Nuclear-specific taxes are not a significant component of nuclear energy economics and are assumed to be zero at the global level; where they have existed, such taxes have generally been small or have since been discontinued (World Nuclear Association, 2023).
Bioenergy🔗
Global subsidies for bioenergy are estimated at approximately USD 58 billion in 2017, including around USD 38 billion for biofuels and USD 20 billion for biomass used in electricity generation (Taylor, 2020). Global bioenergy supply is approximately 50 EJ of primary energy in 2017 in En-ROADS, implying an average subsidy of about 1.2 USD/GJ. Using the model’s endogenous estimate of 8.8 USD/GJ for bioenergy production cost, this corresponds to roughly 15% of cost. Because bioenergy markets are highly heterogeneous and significant portions of bioenergy consumption occur outside formal markets, this value should be interpreted as a broad representative estimate.

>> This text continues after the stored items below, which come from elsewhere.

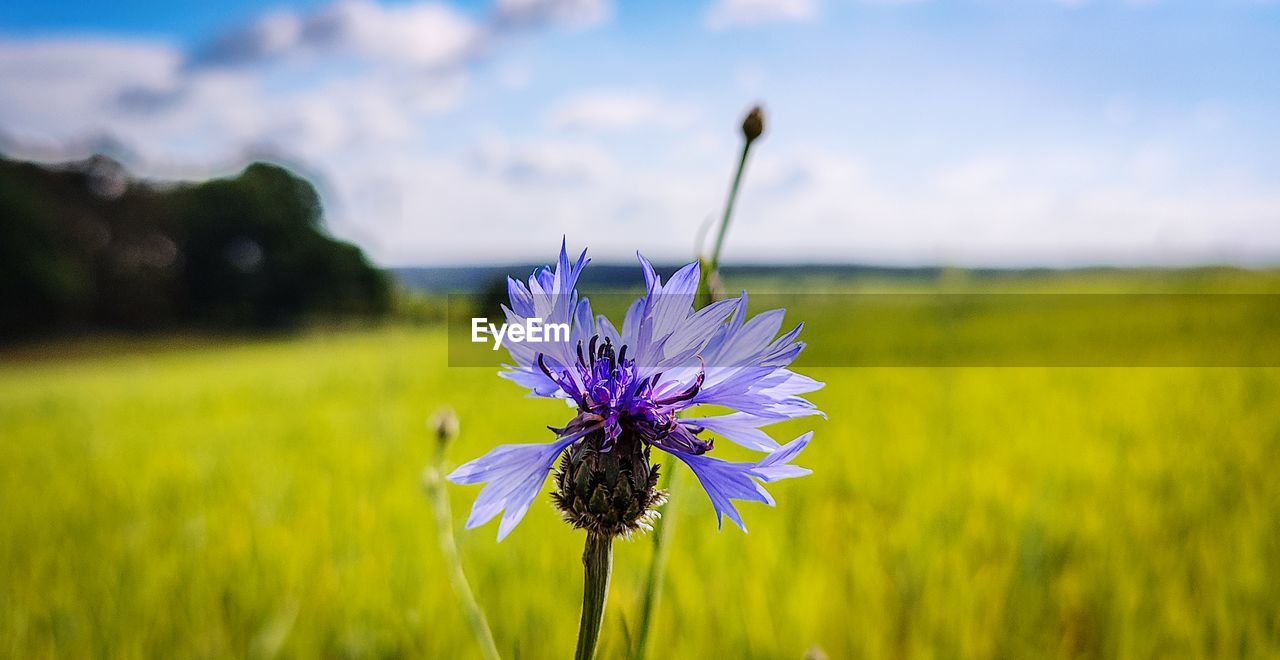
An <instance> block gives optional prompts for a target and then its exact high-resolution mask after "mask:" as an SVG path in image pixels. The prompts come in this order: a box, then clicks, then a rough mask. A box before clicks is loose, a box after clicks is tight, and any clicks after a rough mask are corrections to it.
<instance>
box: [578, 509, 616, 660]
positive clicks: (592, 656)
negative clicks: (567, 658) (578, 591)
mask: <svg viewBox="0 0 1280 660" xmlns="http://www.w3.org/2000/svg"><path fill="white" fill-rule="evenodd" d="M612 573H613V538H612V537H609V536H605V535H603V533H596V532H588V533H586V546H585V547H584V549H582V619H581V620H580V622H579V624H577V650H576V651H575V652H573V657H575V660H591V657H593V656H594V655H595V643H596V642H598V641H599V638H600V622H603V620H604V601H605V600H607V599H608V596H609V576H611V574H612Z"/></svg>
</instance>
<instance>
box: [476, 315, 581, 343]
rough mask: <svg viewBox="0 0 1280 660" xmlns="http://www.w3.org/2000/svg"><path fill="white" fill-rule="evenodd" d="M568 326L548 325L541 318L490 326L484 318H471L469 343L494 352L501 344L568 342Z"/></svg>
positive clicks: (551, 324) (483, 317)
mask: <svg viewBox="0 0 1280 660" xmlns="http://www.w3.org/2000/svg"><path fill="white" fill-rule="evenodd" d="M568 330H570V327H568V324H548V322H544V321H543V320H541V318H536V317H534V318H525V320H524V321H522V322H518V324H507V322H500V324H492V322H489V317H486V316H476V317H472V318H471V343H472V344H489V345H492V347H493V349H494V350H498V349H500V348H502V344H503V342H511V343H515V344H535V345H536V344H549V343H563V342H568V339H570V334H568Z"/></svg>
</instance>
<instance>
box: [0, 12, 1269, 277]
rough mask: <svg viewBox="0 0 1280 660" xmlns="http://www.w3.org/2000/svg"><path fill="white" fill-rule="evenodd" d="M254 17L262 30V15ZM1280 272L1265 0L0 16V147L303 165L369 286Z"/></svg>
mask: <svg viewBox="0 0 1280 660" xmlns="http://www.w3.org/2000/svg"><path fill="white" fill-rule="evenodd" d="M264 8H268V9H264ZM756 101H760V102H763V104H764V106H765V110H767V114H768V133H767V136H765V138H764V139H763V141H762V142H760V143H759V146H758V148H756V150H755V153H754V156H753V161H751V164H750V169H749V171H748V178H746V184H745V191H744V196H742V200H741V202H740V210H741V214H740V216H739V219H737V224H736V225H735V228H733V232H732V233H731V237H730V240H728V247H727V255H726V257H727V258H730V260H733V261H856V262H876V263H960V265H1010V266H1011V265H1079V263H1100V262H1105V263H1201V262H1236V263H1276V262H1280V119H1277V118H1280V3H1275V1H1266V0H1196V1H1190V0H1187V1H1180V0H1142V1H1139V0H1128V1H1126V0H1092V1H1091V0H1056V1H1055V0H1006V1H1002V0H948V1H942V0H934V1H929V0H916V1H910V0H860V1H859V0H710V1H673V0H668V1H645V3H640V1H636V3H626V4H613V3H609V1H607V0H497V1H486V3H439V1H426V3H407V1H397V3H375V1H372V0H339V1H337V3H333V1H312V0H303V1H296V3H260V1H251V0H233V1H220V3H195V1H186V3H174V1H173V0H118V1H113V3H102V1H88V0H61V1H54V3H37V1H31V0H13V1H8V3H3V4H0V151H3V152H6V153H12V155H19V156H24V157H35V159H44V160H56V159H65V157H81V156H86V155H88V153H92V152H95V151H106V152H109V153H111V155H114V156H116V157H119V159H122V160H123V161H124V162H125V164H128V165H129V166H131V168H133V169H136V170H138V171H141V173H145V174H147V175H152V177H163V178H189V177H206V175H210V174H230V173H234V171H237V170H238V169H239V168H242V166H243V165H244V164H246V162H248V161H251V160H253V159H271V160H275V161H279V162H284V164H288V165H289V166H292V168H294V169H297V170H298V171H301V173H305V174H306V175H307V177H310V178H312V180H315V182H316V183H317V185H319V187H320V188H321V189H323V194H324V197H325V202H326V207H328V216H329V225H330V228H332V229H333V232H334V233H335V234H338V235H340V237H343V238H347V239H351V240H355V242H356V243H358V244H360V246H362V247H364V248H365V249H367V251H369V252H370V253H371V255H372V256H374V258H375V260H378V261H379V262H381V263H384V265H408V263H426V265H443V263H468V262H503V261H511V260H521V261H529V260H534V261H545V260H547V258H548V257H549V256H550V255H549V252H550V249H553V248H554V247H557V246H558V242H559V237H561V235H562V234H567V235H568V239H570V243H571V244H577V246H590V247H591V249H593V251H594V252H595V255H596V256H599V257H604V258H609V260H623V258H628V256H630V255H632V253H634V251H635V249H641V251H644V252H645V253H646V255H652V256H653V257H655V258H659V260H681V258H686V257H689V256H690V255H691V253H692V246H694V240H695V235H696V233H698V228H699V225H700V224H701V223H703V221H704V220H705V219H707V217H708V216H709V215H712V214H716V212H717V210H718V208H719V207H721V205H722V203H723V196H724V189H726V188H727V184H728V179H730V177H731V174H732V165H733V161H735V157H736V151H737V148H739V146H737V139H739V134H737V123H739V120H740V118H741V115H742V113H744V111H745V110H746V109H748V107H749V106H750V105H751V104H753V102H756Z"/></svg>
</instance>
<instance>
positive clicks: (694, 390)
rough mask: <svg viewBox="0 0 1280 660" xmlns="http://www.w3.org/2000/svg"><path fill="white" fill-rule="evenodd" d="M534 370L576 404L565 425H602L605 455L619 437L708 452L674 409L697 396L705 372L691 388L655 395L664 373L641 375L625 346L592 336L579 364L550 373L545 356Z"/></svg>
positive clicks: (707, 444)
mask: <svg viewBox="0 0 1280 660" xmlns="http://www.w3.org/2000/svg"><path fill="white" fill-rule="evenodd" d="M538 366H539V367H540V368H541V370H543V373H545V375H547V377H548V379H550V380H552V381H554V382H556V384H557V385H558V386H559V388H561V390H563V391H564V393H566V394H568V395H570V397H571V398H572V399H573V402H575V403H576V404H577V408H579V416H577V417H576V418H575V420H573V421H572V422H570V425H568V426H567V427H566V431H567V430H571V428H581V427H584V426H586V425H590V423H600V425H603V427H604V428H603V430H604V434H603V437H602V439H600V450H602V452H609V450H611V449H612V448H613V444H614V443H616V441H617V440H618V437H622V436H626V437H631V439H634V441H644V443H648V444H650V445H659V446H663V448H668V449H678V450H681V452H685V453H692V454H703V453H705V452H708V450H709V449H710V448H712V443H710V441H705V440H700V439H699V437H698V436H696V435H695V434H694V432H690V431H689V430H687V428H685V427H682V426H681V425H678V423H677V421H676V409H675V405H676V404H680V403H684V402H687V400H690V399H692V398H694V397H696V395H698V391H699V390H700V389H701V386H703V379H704V375H705V370H699V373H698V376H696V379H695V380H694V382H692V385H690V386H687V388H686V389H684V390H681V391H676V393H672V394H662V395H658V394H655V390H657V389H658V385H659V382H660V380H662V373H660V372H659V373H653V375H650V376H645V377H643V379H641V377H640V376H639V371H637V370H636V362H635V359H634V358H627V347H626V344H623V345H622V348H621V349H618V350H614V349H613V342H612V340H611V339H608V338H605V339H604V342H603V343H602V342H600V335H594V336H591V340H590V343H589V344H588V345H586V347H585V350H584V345H582V343H581V342H579V344H577V362H576V363H573V365H572V368H573V372H570V370H568V368H563V370H559V371H557V370H553V368H552V366H550V365H548V362H547V358H545V356H544V354H541V353H539V354H538Z"/></svg>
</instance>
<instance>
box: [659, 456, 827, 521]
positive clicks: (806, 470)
mask: <svg viewBox="0 0 1280 660" xmlns="http://www.w3.org/2000/svg"><path fill="white" fill-rule="evenodd" d="M810 437H813V434H812V432H808V434H804V435H801V436H800V437H796V439H795V440H792V441H790V443H787V444H786V445H783V446H782V448H781V449H778V450H777V452H774V453H772V454H769V455H767V457H764V459H762V460H759V462H756V463H731V462H728V460H721V459H718V458H712V457H708V455H705V454H704V455H694V454H685V453H681V452H669V453H671V454H673V455H675V457H676V458H678V459H680V460H682V462H684V463H685V464H686V466H689V469H692V471H694V475H696V476H698V481H699V482H700V483H701V485H703V490H705V491H707V496H708V498H710V500H712V507H714V508H716V521H717V526H721V524H723V517H726V515H727V517H728V519H731V521H733V523H736V524H737V526H739V527H741V528H742V531H744V532H745V531H746V524H744V523H742V517H741V514H739V513H737V509H736V508H735V507H733V501H732V500H744V501H763V503H765V504H768V505H771V507H772V505H773V498H772V496H771V495H769V492H768V491H767V490H764V487H763V486H760V485H759V483H756V481H755V480H760V481H777V480H781V478H792V477H803V476H805V475H809V473H810V471H809V469H806V468H801V467H797V466H792V464H790V462H791V459H794V458H795V457H796V455H797V454H799V453H800V452H801V450H803V449H804V448H805V446H806V445H808V444H809V439H810ZM663 449H664V448H663Z"/></svg>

Bioenergy is typically tax-preferred rather than taxed in most jurisdictions, and no major economy imposes a significant net tax burden on biofuels or biomass electricity. The effective global tax rate on bioenergy is therefore assumed to be zero.
Summary of Baseline Tax and Subsidy Assumptions🔗
The resulting baseline parameters implemented in the model are summarized below.
| Energy source | Coal | Oil | Natural Gas | Renewables | Nuclear | Bioenergy |
|---|---|---|---|---|---|---|
| Taxes (% of cost) | 0% | 35% | 0% | 0% | 0% | 0% |
| Subsidies (% of cost) | 30% | 20% | 30% | 25% | 30% | 15% |
| Net tax (% of cost) | -30% | 15% | -30% | -25% | -30% | -15% |
These values represent global averages and are subject to significant uncertainty due to aggregation across countries, sectors, and policy mechanisms.
Carbon Tax🔗
A carbon tax on fuels reduce the margin and profit of that source. Carbon taxes, which depend on the fuel's carbon density and fuel losses, increase the variable costs of that fuel. For fuel-generated electricity, the adjustment to the cost of fuel also depends on the thermal efficiency of that source. The increase in cost with a carbon tax can be partially offset with the net of CCS costs minus incentives.
Clean Electricity Standards🔗
Besides taxes and subsidies, market-driven credits or certificates are another mechanism to drive electricity to achieve target standards. En-ROADS allows the user to choose the sources to be counted as qualifying, the target percent of qualifying sources of electricity produced, the duration over which to achieve the target, and the base cost of the credits or certificates. The costs of buying certificates and potential fines for not reaching the standard are paid for by all sources, whereas only qualifying sources reap the revenue.